Based on data from the literature, the risk of reactivation among HCV-infected patients with anti-HBc antibodies is much lower.9 In the current study, HBV reactivation occurred in 2 out of 160 patients with these characteristics, corresponding to 1.25%, which was in line with other reports claiming the risk in the range from 0% to 8%.
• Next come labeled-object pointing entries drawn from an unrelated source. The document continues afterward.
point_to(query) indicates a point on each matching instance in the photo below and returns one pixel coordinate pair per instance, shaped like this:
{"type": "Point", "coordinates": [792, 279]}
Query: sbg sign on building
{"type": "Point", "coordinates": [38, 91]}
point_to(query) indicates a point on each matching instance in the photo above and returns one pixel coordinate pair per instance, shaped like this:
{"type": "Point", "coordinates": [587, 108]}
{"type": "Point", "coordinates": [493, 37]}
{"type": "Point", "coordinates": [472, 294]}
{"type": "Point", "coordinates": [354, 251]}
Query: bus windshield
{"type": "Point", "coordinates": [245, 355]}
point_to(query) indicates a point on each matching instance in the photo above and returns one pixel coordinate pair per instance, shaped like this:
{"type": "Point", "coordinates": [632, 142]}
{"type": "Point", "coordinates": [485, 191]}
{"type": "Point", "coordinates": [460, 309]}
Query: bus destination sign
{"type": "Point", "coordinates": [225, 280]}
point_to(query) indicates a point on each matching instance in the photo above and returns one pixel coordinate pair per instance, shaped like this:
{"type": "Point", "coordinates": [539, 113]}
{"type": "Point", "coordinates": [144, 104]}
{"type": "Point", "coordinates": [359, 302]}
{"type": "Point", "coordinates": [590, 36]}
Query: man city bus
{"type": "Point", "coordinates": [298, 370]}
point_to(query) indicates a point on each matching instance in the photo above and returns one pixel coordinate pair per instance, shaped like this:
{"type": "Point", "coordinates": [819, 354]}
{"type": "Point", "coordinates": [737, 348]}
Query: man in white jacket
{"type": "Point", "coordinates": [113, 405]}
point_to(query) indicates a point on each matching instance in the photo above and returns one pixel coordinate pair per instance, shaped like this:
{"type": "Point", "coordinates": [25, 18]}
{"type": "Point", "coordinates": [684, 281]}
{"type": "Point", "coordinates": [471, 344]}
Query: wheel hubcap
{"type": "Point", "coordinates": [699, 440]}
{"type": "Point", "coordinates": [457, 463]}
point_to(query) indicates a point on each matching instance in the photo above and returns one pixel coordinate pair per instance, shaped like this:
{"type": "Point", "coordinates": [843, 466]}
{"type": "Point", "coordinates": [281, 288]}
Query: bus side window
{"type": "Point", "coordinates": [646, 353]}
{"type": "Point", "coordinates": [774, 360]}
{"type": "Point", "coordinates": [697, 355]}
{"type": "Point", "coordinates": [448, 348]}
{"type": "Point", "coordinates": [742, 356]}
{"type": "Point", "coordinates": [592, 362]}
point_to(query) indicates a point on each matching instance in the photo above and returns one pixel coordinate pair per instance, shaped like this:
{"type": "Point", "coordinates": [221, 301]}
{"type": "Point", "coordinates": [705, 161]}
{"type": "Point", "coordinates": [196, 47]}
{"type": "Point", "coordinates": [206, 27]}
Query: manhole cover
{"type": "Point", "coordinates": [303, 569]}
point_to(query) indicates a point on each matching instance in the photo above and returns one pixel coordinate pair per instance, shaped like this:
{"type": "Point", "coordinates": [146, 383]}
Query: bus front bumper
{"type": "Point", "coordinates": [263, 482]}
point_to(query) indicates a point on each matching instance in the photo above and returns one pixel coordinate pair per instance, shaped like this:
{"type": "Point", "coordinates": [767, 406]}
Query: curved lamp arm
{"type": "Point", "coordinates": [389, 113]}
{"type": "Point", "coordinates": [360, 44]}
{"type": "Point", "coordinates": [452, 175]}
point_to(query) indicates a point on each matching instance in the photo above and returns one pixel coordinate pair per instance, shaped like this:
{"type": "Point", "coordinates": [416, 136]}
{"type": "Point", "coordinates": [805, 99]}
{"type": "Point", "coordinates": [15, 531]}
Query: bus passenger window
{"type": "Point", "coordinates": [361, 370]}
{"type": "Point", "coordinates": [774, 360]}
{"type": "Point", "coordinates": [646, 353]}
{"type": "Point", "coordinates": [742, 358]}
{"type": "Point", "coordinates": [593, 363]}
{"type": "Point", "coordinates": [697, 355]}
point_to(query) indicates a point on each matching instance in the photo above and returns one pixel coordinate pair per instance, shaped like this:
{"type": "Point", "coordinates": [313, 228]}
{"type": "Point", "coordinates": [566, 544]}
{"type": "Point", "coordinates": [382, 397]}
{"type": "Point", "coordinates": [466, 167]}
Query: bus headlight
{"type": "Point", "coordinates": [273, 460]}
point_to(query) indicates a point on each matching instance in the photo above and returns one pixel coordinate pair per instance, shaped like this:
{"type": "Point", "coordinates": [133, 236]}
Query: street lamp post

Importantly, both women remained on immunosuppressive therapy, and in 1 of them reactivation occurred even despite several years of lamivudine treatment with baseline suppression of HBV viral load. Our results are consistent with observations by other authors indicating the risk of HBV reactivation in immunocompromised patients.16,48 Thus, they support national guidelines recommending anti-HBc testing before DAA therapy in immunocompromised patients, while the European and American guidelines recommend such testing in all individuals qualified for DAA treatment.20,49,50 All guidelines mentioned above recommend monitoring ALT levels in HBsAg-negative patients with anti-HBc antibodies present and evaluating for HBsAg and HBV DNA if ALT activity increases. If HBsAg and / or HBV DNA are detected, NA therapy should be initiated. Tenofovir was included in both of our patients with desirable effect, and no progression of liver fibrosis was observed during long-term follow-up. The long-term observation of patients with HBV reactivation is one of the study’s strengths that should be emphasized. None of the analyses published so far have provided such a prolonged follow-up of patients with reactivation of HBV infection during DAA therapy. The second strength is testing for the presence of both HBsAg and anti-HBc antibodies in all patients qualified for DAA therapy. In addition, it should be noted that all patients with a positive result in any of the abovementioned tests were tested for HBV DNA, which together with a large size of the analyzed population, ensured reliability of our findings. Since the analysis was performed in a single center, all patient procedures were repeatable and consistent. However, we are aware of the limitations of the analysis. As a retrospective study, it was subject to the risk of entry errors, bias, and underestimated adverse events. Due to the single-center study, the results may not represent the entire HCV-infected population. The small share of HIV-coinfected patients did not allow for the assessment of the impact of this infection on the described phenomena.

Conclusions

This real-world population study of HCV-infected patients found that 0.7% were positive for HBsAg and 14.3% had a past HBV infection. HBsAg-positive patients were younger and had more advanced liver fibrosis. During DAA treatment, the risk of HBV reactivation in the HBsAg-positive patients was 12.5%, while in the population of anti-HBc-positive individuals, it was much lower and concerned immunosuppressed patients. Neiter the presence of HBV markers nor the occurrence of reactivation reduced the effectiveness of DAA therapy.